Toutefois, ce positionnement était favorable en termes d’image de l’enseigne, cette dernière étant clairement perçue comme plus respectueuse de l’environnement que ses concurrents (pour plus de 70 % des clients). Enfin, ce positionnement permettait une satisfaction accrue des clients vis-à-vis de l’enseigne et une meilleure efficacité des outils de communication la vantant. En particulier, la communication autour de la suppression des sacs plastiques s’avérait la plus efficace pour l’enseigne (99,1 % de notoriété pour cette opération).

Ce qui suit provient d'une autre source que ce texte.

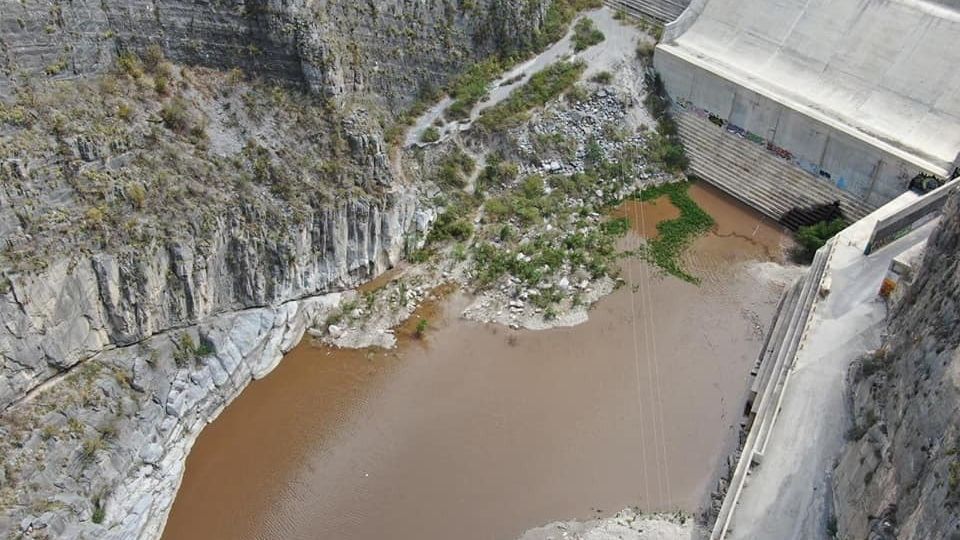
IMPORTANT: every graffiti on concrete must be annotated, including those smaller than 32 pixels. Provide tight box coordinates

Une vidéo de sensibilisation de la pollution des eaux par les plastiques (réalisée en 2014 par www.septiemecontinent.com).

Évolution des mentalités

Depuis dix ans, la part des consommateurs soucieux de l’impact environnemental de leur consommation s’est accrue, la réglementation a évolué – voir à ce propos l’obligation de rendre un rapport de développement durable pour les entreprises de plus de 500 salariés –, et le succès de films comme Demain de Cyril Dion et Mélanie Laurent témoigne d’une évolution dans les attentes et les mentalités.

Les enseignes de grande distribution l’ont compris et ont lancé des initiatives visant à séduire ce segment grandissant de la population, à l’instar de Carrefour Planet qui vise à réduire de 30 % la consommation énergétique des grandes surfaces du groupe ou de l’étiquetage environnemental sur les produits chez Casino.

L’opération « sacs de caisse » d’E. Leclerc n’est aujourd’hui plus spectaculaire, mais elle aura donné un avantage de premier entrant à l’enseigne, avec des retombées bénéfiques en termes d’image.